WordPress Help for Thanet’s Writers

By Othmanhlallouch (Own work) [CC BY-SA 4.0 (http://creativecommons.org/licenses/by-sa/4.0)], via Wikimedia Commons

Most of our competition participants have chosen WordPress.com to host their entries; a good idea I think. Here is a collection of, what I hope are, helpful resources.

However far along the path of learning about publishing your own content online, I hope this post can prove useful.

Getting fully setup on WordPress.com

Set Up Your Blog in Five Steps is a WordPress guide to the five steps that you will probably want to follow to get fully set up.

While most of you will have done at least four of those steps it might be worth looking at the section on widgets. Widgets are those elements that allow you to show custom text, links, social integration and other features.

The basics of WordPress.com

My problem is that, for me, it is all the basics. I’ve been blogging and doing web things for over thirteen years. Try as I might it is very hard for me to imagine myself as a person just getting started.

That’s why I’ve taken the time to find other people’s posts and videos that do a better job than I might.

As far as general overview videos go this one is pretty good.

How to use the make and edit blog posts

Blog posts (sometimes called blogs by people) and pages seem very similar on WordPress. Blog posts are the things you will post most often. Skip on down a bit if you want to learn about pages.

I watched a lot of how to videos on to make this post for you. This was the best video about creating blog posts on WordPress.com that I could find.

That said I strongly disagree with one of the things that she says in this WordPress video. Blockquote is not for making a paragraph “stand out”. It does do that but blockquote is a semantic tag which means that it means something when you use it; it means that you are quoting someone else.

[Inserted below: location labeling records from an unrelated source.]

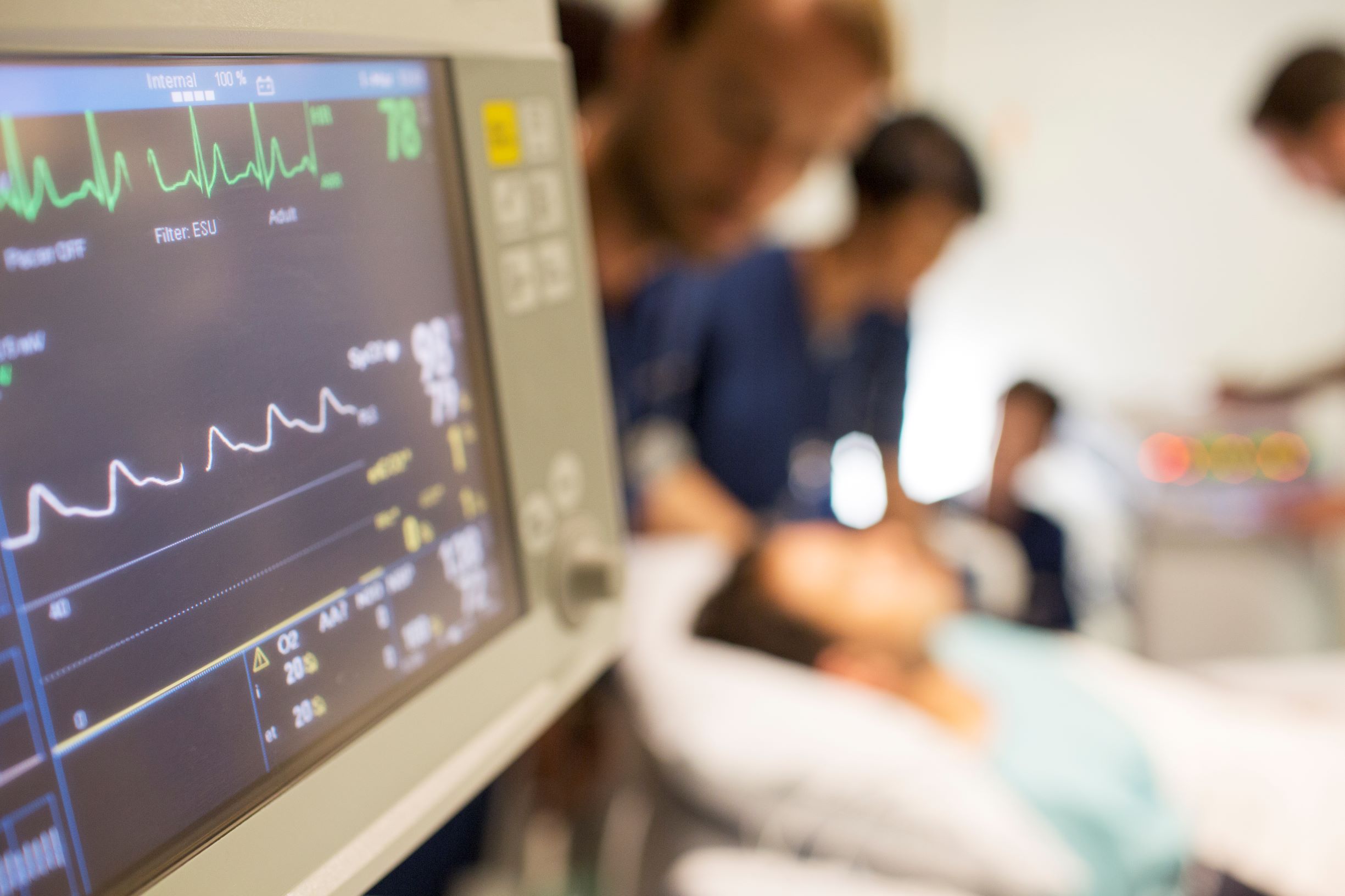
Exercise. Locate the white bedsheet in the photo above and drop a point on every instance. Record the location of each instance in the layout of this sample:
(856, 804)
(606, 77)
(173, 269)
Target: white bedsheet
(1260, 777)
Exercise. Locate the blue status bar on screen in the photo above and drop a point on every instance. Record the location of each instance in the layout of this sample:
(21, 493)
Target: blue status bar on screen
(42, 89)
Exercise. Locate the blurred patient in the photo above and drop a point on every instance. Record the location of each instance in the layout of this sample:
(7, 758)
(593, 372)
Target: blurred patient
(783, 353)
(873, 608)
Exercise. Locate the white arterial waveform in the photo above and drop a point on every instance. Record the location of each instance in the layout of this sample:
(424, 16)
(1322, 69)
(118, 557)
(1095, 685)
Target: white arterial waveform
(40, 494)
(326, 399)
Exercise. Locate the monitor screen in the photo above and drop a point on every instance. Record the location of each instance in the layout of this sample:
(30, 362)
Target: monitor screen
(249, 486)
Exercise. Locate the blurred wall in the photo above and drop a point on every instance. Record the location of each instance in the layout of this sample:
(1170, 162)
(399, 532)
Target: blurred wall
(1140, 244)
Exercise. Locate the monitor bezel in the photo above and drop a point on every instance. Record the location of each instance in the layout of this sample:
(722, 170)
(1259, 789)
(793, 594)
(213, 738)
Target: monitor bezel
(467, 280)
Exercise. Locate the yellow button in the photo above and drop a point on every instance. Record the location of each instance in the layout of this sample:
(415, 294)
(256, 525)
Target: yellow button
(502, 144)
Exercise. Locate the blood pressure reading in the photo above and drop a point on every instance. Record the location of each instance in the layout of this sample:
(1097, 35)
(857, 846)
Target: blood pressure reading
(247, 485)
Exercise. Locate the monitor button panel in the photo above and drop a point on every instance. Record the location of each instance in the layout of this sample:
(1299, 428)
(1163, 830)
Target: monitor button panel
(544, 317)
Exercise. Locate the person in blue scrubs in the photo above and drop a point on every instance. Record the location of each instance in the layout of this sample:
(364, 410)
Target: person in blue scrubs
(766, 362)
(712, 111)
(1028, 415)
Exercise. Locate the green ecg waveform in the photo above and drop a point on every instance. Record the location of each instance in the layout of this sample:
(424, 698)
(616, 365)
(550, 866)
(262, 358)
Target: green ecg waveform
(26, 195)
(264, 167)
(26, 198)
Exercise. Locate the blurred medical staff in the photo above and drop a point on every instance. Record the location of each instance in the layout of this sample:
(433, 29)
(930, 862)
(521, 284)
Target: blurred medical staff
(715, 111)
(1302, 116)
(784, 353)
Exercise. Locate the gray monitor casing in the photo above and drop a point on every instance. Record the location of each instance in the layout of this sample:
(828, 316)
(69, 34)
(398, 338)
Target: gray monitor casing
(343, 825)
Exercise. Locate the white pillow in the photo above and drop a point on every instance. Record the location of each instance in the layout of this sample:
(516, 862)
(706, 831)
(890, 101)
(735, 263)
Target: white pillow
(740, 872)
(806, 763)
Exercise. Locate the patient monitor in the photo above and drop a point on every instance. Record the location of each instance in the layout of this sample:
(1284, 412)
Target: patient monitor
(309, 510)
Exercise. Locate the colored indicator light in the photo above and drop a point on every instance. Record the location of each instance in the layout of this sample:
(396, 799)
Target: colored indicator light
(1283, 456)
(1232, 459)
(1164, 458)
(1199, 468)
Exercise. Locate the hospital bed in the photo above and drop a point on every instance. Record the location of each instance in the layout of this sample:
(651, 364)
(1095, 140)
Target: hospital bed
(867, 796)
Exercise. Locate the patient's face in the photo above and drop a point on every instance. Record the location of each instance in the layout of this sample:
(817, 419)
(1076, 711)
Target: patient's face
(875, 587)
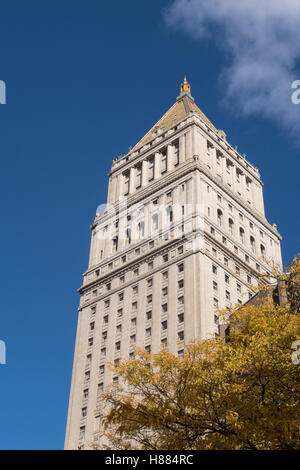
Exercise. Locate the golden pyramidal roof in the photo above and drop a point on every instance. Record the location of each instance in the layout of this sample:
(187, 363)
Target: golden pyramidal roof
(183, 106)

I would also add that although you have a lot of formatting options the best thing to do is use them sparingly. Inline formats are like exclamation marks – they are most powerful when they are rare.

WordPress Pages: What are they?

So you want to know about pages on WordPress? Great, keep reading.

Pages are a great way to add sections to your site that do not change very often. You WordPress.com blog comes with a few already.

We here at Thanet Creative Writers have used pages for the many different types of forms that we have. Forms for reporting problems, forms for asking questions, forms for asking to join the Thanet Creative Writers charity, and so forth.

There is a page which carries our list of projects and another for the blog listing.

You get the idea.

Typical uses of a page on a writer’s blog might be:

  • About the author
  • For books they have published
  • Press coverage and positive mentions
  • Images and useful information for the press to use
  • Upcoming appearances and book signings
  • A booking form
  • Upcoming releases

Embedding a video in WordPress.com

If you search, you will find a lot of advice on how to embed a video in your post. They are almost all wrong!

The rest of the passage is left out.